Imageography

By Robert Frazier

There are the wild-hair ones

Ones with glasses, the pipe, the violin

Riding that bicycle (with cast shadow)

The posed hand to the chalkboard

And posed seated with hands clasped

The madcap tongue photo

On the beach (in trunks not hat)

The aged and worn math genius

The youthful man looking a bit like Poe

Or later in Bern like Sellers as Clouseau

With cousin/bride Elsa (in her hat)

The official 1921 Nobel portraits

Accepting a U.S. citizenship certificate

The 'Dead at 76' headline head shot

His brain, stolen from the Smithsonian

But the telling image for me

Is Einstein standing in his study

Books askew on the shelves

The desk a mound of paperwork

His finger and thumb to his chin

Musing as if he'd misplaced a pen

In the chaos of text and symbol

Or lost a phrase of pure physics

Perhaps momentarily

Perhaps from a misconnection

In the all-fired synaptic unity

Of his complicated memory field

He seems most human then

Most at peace in a universe

He reimagined


Robert Frazier (raf@nantucket.net) is a graduate of the Clarion Writers Workshop, author of eight previous books of poetry, and a three-time winner of the Rhysling Award for poetry.

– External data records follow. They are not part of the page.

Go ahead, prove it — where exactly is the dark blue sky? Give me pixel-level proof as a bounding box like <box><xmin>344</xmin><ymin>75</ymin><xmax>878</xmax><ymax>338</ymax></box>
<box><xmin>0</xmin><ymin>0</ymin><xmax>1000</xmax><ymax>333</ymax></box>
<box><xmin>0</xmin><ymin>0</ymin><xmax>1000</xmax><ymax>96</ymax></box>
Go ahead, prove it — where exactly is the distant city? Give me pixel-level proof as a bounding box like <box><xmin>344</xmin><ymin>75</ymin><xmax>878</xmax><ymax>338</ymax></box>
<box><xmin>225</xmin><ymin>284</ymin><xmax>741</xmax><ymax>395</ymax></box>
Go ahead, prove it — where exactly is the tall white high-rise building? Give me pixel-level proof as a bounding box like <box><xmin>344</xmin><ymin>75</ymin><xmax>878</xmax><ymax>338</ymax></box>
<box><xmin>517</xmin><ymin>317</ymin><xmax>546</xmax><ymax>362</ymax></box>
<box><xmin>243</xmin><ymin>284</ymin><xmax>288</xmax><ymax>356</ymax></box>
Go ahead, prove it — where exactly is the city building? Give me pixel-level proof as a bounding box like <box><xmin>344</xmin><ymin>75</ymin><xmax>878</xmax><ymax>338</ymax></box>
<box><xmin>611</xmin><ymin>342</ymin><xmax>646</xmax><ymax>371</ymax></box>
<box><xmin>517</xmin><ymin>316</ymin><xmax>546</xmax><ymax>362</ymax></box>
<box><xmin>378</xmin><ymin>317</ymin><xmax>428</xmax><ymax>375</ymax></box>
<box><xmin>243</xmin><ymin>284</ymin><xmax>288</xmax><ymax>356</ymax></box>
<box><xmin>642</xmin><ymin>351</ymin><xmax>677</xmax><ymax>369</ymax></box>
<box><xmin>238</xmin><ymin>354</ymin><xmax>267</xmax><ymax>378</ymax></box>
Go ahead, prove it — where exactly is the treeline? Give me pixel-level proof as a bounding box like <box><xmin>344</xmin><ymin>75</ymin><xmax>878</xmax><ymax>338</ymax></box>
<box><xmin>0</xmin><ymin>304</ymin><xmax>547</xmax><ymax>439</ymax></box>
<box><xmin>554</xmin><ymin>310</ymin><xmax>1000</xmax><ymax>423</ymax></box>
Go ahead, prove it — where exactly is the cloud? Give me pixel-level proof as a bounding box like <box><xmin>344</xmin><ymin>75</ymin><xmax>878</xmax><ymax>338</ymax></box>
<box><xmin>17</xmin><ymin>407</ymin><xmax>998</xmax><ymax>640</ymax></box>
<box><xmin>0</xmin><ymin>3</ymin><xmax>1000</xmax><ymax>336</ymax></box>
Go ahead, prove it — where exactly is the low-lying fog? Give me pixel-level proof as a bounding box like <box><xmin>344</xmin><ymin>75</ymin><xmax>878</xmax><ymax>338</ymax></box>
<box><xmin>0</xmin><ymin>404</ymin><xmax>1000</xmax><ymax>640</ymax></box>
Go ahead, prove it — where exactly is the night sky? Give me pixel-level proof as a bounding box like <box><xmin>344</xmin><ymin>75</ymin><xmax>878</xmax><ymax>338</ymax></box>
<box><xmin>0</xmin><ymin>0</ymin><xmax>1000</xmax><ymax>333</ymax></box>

His books include Peregrine, Co-Orbital Moons, Perception Barriers, Invisible Machines (with Andrew Joron), Chronicles of the Mutant Rain Forest (with Bruce Boston), and The Daily Chernobyl and Other Poems. Recent works have appeared in Asimov's Science Fiction and Strange Horizons. His poem "Wreck Diving the Starship" was a nominee (3rd place) for a 2011 Rhysling Award. Phantom Navigation, his ninth collection of poetry, is due this winter from Dark Regions Press.

Comments

Einstein was a great photo subject. He stood out in photos, made you feel you were looking at Somebody Important. Reading Robert Frazier's "Imageography" is like going through some of Einstein's photos again and marvelling at his deathless vitality.